Businessman, author (The Art of the Deal), presidential candidate and television personality Donald Trump’s current status on top of the Republican presidential field of candidates is chiefly another ominous sign that the country is in deep, serious trouble. The nation is in a downward spiral, as I wrote here, and the presidency is a crucial mechanism for pulling out of the dive. The campaign must be serious, deadly serious, because America is in dire straits.
Trump exploits this fact. He knew when he entered the race that this is true—he’s not unintelligent—and to whatever extent he holds principles, he wants to help solve America’s problems and thinks he can. This is his right as an American and I think he makes a partially good point about illegal immigration, tragically underscored by the recent murder of an innocent American by an illegal alien granted sanctuary in San Francisco.

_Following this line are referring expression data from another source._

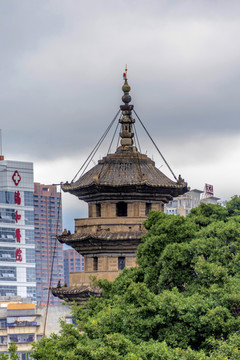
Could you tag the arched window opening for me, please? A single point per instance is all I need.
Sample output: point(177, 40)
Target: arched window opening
point(121, 209)
point(121, 263)
point(95, 264)
point(98, 210)
point(148, 208)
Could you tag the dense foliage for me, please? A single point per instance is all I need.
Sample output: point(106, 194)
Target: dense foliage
point(181, 302)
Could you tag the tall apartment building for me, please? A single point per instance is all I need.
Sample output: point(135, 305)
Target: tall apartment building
point(17, 247)
point(48, 223)
point(73, 262)
point(182, 205)
point(23, 322)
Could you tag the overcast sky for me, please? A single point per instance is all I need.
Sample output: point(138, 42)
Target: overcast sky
point(61, 76)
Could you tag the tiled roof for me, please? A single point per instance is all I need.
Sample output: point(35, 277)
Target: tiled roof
point(121, 169)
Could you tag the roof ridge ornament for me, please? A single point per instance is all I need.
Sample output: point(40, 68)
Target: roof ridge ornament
point(126, 120)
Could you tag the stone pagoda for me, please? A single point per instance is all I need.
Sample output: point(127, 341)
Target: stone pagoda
point(120, 191)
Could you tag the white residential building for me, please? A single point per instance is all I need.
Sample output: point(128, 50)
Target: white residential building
point(183, 204)
point(17, 246)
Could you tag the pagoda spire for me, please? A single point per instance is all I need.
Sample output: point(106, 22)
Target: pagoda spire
point(126, 120)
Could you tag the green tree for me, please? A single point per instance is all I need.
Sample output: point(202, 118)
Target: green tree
point(181, 302)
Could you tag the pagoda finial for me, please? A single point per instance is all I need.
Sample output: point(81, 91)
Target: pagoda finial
point(126, 120)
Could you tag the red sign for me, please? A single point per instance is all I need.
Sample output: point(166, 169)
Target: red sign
point(209, 189)
point(18, 255)
point(18, 235)
point(17, 216)
point(16, 177)
point(17, 198)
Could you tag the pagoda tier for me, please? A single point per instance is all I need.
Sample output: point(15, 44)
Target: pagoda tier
point(120, 191)
point(103, 242)
point(128, 175)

I also think he’s right to question whether Senator John McCain is a war hero. George Washington is a war hero. Sergeant York is a war hero. Audie Murphy is a war hero. Generals Sherman, Grant, Patton and especially MacArthur are war heroes and, as far as I’m concerned, the passengers on United Flight 93 are war heroes. It is true that John McCain was captured and tortured by the enemy, but if John McCain is a war hero, it is to a much lesser degree than these other men. Sen. McCain, the 2008 Republican presidential nominee, is an elder statesman and leader and it is legitimate to question his leadership.
But what makes a war hero or an illegal immigrant is not as urgent and pressing as the assault on individual rights, America’s precarious welfare statist economy and the fact that the U.S. has a disaster in Iraq and is losing the war with states that sponsor terrorism motivated by Islam, such as Iran. Trump has no serious, tenable positions on the most critical issues of this dark moment in history. To the extent his positions, sense of purpose and reliability are known, he is mixed, anti-capitalist, unserious and unsteady or shaky, the opposite qualities needed for a good or even decent president at this pivotal point. As trader Jonathan Hoenig argues on his blog (read the post here), Trump advocates protectionism and redistribution of wealth; posing as a capitalist, he is a fraud.

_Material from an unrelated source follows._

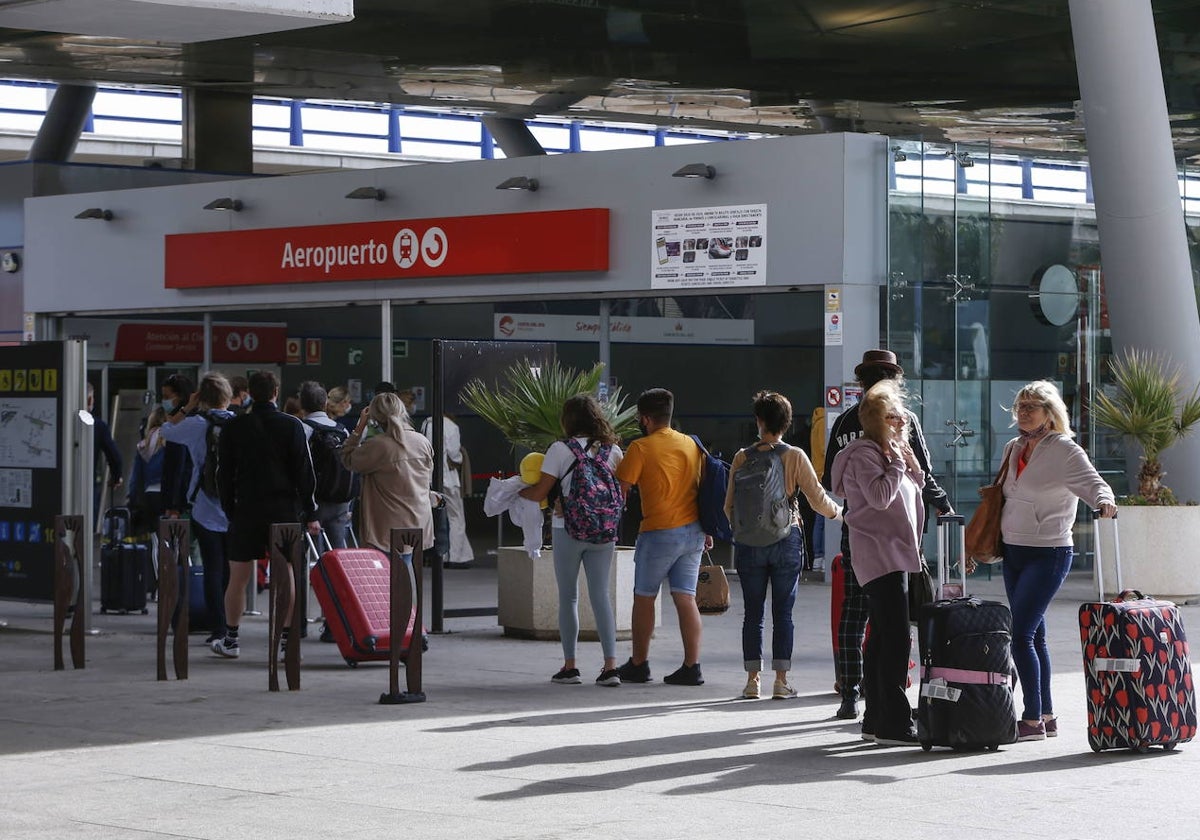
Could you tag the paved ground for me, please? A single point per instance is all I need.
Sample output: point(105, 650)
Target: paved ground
point(498, 751)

America must have a serious and urgent debate of ideas during the 2016 election. Trump offers and brings nothing essential to the arena and should be dismissed as the clown or carnival barker many have said he is. That he’s right from time to time about certain isolated issues—and that this occasional correctness and brash willingness to speak his mind garners fans, attention and prospective voters—underscores the total and utter political-philosophical bankruptcy of the Republican Party, which was founded on the principle of abolishing slavery and has slithered into the party of submission to slavery by default ever since. Until and unless a serious candidate of ideas, or at least one who is not as hostile to man’s rights, emerges, the anti-intellectual Trump is a sideshow whose spotlight shows how corrupt, cynical and insane American politics has become.